All About the Soup
Everybody loves the turkey, stuffing, mashed potatoes, and cranberry sauce that comprise the Thanksgiving meal available for the holiday weekend at Burgers of Madison County.
The real star of the show: the homemade butternut squash soup that’s on the menu all month long.
The soup is the brainchild of Kevin Giunta, assistant executive chef and one of the cooks in the commissary kitchen that handles all holiday meal preparation for Oneida Indian Nation properties across the region. He has been making the recipe for more than 30 years.
“This soup is light, vegetarian, and always delicious,” Chef Kevin says. “When you’re a chef and you’re cooking new items every day, it says a lot if you use the same recipe for multiple decades.”

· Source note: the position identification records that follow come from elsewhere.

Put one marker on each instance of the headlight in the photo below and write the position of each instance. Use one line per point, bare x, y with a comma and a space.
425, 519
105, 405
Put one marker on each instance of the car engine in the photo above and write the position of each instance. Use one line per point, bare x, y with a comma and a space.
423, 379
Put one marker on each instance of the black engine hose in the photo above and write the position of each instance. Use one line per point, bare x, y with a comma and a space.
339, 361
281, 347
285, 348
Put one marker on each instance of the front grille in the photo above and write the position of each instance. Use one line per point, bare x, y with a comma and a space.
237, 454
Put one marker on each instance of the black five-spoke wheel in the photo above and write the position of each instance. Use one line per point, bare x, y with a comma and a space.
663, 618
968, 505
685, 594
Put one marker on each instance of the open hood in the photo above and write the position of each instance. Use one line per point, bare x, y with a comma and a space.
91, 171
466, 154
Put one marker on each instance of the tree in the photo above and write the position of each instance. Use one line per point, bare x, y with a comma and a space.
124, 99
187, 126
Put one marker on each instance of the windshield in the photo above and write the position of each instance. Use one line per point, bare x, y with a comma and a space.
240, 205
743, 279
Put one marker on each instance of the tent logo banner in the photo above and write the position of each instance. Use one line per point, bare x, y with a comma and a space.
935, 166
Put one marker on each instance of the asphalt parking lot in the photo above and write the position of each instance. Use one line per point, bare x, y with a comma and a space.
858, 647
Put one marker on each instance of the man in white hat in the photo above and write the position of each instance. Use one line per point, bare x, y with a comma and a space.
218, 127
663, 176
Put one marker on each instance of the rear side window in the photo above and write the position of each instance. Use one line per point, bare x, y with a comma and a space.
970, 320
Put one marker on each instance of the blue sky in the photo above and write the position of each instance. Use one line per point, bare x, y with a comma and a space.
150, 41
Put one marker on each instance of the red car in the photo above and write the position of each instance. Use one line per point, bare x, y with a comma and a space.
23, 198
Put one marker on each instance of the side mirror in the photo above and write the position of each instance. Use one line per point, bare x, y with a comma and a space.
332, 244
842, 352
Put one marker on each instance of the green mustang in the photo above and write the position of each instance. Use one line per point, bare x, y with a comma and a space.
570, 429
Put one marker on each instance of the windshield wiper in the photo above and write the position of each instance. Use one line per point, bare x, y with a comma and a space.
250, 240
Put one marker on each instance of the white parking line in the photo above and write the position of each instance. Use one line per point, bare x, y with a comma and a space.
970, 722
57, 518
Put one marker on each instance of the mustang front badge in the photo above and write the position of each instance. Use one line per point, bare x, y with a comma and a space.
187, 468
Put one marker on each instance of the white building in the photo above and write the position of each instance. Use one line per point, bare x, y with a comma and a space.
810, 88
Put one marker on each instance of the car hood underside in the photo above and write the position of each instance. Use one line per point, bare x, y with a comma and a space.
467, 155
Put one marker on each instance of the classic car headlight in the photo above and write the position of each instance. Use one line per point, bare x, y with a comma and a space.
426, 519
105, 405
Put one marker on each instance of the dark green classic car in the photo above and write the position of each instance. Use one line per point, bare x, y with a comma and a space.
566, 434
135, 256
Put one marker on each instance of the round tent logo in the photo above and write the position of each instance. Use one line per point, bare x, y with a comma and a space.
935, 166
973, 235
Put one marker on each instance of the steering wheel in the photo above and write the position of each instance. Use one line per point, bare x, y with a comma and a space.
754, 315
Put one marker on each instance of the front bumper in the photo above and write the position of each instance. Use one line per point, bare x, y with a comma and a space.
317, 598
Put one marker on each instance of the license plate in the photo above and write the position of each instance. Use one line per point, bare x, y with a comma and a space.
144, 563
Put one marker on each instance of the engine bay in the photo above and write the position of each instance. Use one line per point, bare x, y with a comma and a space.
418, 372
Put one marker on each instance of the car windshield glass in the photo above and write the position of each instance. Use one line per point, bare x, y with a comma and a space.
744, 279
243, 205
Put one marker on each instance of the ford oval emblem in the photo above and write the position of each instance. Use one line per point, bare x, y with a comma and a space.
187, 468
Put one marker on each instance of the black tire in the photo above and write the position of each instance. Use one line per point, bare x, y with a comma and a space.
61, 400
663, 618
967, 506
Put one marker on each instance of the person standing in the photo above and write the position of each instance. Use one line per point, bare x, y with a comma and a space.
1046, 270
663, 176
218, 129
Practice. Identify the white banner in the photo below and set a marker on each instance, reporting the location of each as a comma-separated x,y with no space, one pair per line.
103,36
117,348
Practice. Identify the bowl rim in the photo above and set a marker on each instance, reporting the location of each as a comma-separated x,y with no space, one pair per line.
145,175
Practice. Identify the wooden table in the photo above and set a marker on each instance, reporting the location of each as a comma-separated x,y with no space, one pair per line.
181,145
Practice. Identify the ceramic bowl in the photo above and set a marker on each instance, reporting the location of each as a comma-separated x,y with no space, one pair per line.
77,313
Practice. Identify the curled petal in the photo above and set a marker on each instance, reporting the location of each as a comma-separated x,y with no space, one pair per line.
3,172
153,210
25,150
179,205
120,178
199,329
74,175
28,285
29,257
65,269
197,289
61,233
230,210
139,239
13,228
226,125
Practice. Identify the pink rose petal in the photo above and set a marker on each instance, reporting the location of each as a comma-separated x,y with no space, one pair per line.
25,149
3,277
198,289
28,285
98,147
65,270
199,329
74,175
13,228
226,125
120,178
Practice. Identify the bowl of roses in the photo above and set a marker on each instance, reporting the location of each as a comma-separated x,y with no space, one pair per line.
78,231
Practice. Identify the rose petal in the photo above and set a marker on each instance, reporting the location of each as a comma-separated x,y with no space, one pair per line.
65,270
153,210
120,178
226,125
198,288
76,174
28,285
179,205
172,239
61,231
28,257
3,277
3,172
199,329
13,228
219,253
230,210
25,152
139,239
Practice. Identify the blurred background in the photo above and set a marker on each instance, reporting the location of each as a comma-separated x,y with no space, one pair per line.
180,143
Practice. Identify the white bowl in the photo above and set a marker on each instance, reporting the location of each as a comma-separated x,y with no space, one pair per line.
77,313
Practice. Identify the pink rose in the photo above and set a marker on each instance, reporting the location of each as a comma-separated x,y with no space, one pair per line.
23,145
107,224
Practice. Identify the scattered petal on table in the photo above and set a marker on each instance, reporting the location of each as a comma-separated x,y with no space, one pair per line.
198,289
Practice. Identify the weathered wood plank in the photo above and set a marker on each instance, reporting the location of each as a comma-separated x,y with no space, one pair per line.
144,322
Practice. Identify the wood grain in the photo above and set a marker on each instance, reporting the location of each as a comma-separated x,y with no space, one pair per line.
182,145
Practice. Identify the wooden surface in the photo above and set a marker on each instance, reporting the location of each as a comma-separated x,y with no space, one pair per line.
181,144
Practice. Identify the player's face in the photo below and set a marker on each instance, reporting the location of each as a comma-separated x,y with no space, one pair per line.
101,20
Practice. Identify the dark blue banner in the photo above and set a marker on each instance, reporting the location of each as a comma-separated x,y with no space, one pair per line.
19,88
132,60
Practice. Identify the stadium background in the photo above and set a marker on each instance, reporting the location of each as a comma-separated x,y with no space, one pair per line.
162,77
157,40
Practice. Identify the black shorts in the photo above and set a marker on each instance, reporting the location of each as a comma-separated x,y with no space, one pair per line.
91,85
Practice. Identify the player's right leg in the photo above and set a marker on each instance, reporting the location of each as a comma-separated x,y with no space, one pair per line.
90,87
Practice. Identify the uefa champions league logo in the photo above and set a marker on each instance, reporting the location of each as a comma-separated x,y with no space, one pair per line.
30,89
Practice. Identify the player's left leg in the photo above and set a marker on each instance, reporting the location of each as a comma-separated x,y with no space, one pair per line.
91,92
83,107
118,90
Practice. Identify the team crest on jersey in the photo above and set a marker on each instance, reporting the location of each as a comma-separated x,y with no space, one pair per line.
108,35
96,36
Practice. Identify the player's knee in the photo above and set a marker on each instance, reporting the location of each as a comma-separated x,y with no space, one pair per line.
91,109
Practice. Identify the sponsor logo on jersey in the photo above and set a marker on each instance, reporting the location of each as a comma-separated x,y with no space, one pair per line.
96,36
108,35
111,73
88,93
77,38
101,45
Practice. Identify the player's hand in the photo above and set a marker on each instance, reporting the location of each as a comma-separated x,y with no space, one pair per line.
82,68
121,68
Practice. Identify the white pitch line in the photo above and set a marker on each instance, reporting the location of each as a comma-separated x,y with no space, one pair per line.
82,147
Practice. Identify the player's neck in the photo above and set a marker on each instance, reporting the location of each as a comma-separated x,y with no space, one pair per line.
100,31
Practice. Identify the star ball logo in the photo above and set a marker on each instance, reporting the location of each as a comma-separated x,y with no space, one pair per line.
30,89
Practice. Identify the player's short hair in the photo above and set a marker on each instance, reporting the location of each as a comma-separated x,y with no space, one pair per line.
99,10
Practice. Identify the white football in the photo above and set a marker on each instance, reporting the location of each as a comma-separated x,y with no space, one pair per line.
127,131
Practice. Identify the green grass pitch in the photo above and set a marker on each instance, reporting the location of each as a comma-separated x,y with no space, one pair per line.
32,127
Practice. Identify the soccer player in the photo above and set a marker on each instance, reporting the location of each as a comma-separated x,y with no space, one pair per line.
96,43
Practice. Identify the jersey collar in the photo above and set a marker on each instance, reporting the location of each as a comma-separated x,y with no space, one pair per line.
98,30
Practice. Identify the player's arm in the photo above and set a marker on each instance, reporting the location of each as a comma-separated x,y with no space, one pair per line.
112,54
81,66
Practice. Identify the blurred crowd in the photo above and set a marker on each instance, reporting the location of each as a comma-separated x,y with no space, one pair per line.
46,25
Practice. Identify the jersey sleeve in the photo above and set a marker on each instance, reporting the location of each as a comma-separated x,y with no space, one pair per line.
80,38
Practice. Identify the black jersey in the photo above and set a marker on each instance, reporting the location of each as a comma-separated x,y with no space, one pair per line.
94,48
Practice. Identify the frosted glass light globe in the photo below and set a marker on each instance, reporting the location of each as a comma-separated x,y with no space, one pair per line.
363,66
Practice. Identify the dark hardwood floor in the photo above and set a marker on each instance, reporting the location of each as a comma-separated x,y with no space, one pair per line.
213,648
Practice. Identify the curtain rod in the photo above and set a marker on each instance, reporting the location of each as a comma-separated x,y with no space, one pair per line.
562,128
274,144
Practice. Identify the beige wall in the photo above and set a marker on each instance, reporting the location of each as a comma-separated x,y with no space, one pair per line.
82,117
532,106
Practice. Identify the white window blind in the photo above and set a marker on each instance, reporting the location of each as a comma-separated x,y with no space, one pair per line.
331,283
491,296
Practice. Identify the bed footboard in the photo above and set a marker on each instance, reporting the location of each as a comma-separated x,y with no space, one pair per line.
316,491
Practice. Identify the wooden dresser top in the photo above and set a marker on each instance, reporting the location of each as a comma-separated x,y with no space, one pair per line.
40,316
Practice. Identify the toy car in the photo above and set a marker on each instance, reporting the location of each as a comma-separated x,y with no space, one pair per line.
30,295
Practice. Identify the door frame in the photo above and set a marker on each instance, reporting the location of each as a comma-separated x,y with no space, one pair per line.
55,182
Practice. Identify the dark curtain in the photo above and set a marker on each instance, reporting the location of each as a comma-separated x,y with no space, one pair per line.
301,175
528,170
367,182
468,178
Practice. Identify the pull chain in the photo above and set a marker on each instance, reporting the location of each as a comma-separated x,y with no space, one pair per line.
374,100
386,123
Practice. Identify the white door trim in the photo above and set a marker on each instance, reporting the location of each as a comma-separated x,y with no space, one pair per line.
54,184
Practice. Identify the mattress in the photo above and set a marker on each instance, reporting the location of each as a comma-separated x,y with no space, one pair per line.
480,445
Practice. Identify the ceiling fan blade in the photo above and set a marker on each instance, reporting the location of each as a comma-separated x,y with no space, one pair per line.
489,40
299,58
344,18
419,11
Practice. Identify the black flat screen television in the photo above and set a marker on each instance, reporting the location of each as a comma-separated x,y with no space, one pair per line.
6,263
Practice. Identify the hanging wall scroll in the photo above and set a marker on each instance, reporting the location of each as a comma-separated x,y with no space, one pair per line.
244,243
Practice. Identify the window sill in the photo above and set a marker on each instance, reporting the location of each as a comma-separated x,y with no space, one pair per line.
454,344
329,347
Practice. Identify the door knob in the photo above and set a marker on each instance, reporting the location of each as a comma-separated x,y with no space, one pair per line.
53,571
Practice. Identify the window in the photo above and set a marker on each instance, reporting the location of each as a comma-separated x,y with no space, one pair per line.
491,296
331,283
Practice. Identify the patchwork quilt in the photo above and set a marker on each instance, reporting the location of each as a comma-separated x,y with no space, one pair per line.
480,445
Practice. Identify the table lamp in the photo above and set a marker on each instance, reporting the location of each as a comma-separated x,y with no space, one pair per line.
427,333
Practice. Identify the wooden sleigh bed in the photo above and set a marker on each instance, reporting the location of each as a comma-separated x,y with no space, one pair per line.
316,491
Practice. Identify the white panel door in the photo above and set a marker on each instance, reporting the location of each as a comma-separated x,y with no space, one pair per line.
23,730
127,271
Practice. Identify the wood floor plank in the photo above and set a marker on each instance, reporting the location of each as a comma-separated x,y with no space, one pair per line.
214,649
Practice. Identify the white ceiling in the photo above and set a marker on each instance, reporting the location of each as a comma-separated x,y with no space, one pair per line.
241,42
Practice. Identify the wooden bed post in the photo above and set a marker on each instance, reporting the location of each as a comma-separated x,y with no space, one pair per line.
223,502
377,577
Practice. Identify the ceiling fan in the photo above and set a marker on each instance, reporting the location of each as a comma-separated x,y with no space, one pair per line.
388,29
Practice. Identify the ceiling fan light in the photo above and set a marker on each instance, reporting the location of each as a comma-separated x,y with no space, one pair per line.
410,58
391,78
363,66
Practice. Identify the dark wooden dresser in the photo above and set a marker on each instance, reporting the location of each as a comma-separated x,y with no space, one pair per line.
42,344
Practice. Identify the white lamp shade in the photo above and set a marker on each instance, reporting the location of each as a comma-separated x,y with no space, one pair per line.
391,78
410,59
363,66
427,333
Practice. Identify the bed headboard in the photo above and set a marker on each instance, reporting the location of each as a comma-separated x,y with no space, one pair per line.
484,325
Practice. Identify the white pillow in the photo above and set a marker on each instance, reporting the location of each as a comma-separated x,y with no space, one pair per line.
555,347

Not surprisingly, the key ingredient of the soup is squash. Chef Kevin said he tries to source the freshest and most local vegetables from the Oneida Indian Nation’s preferred produce purveyors, focusing exclusively on farms and farmers in Upstate New York. He tries to order the squash early enough so that farmers can pick it a week or two before the first few batches are prepared.
To engineer that preparation, Oneida chefs roast it, peel it, remove the seeds, dice it, and rice it for easy storage. From there, they toss in some pumpkin and sauté it all with garlic, butter, onion, and carrot.
They also add fall flavors such as nutmeg, sage, fresh thyme, and honey.
Every restaurant garnishes the soup differently. Some serve it with crème fraiche. Others use fried sage. The Burgers of Madison County at PPC uses both. Still others top it with black truffles, truffle oil, or tiny turkey meatballs. It depends on the whim and preferences of every individual chef.
“There are a lot of things you can do with this soup,” quips Chef Kevin. “It’s a great base from which you can build whatever you want, really.”
Soup fans can get the soup as part of the basic Thanksgiving meal. They also can get it a la carte, or by the pint to go. The soup also is available with other prepared Thanksgiving meals at Maple Leaf Markets around the region. Pre-ordering is suggested to get in on Chef Kevin’s annual butternut squash extravaganza. It’s not really Thanksgiving until you have.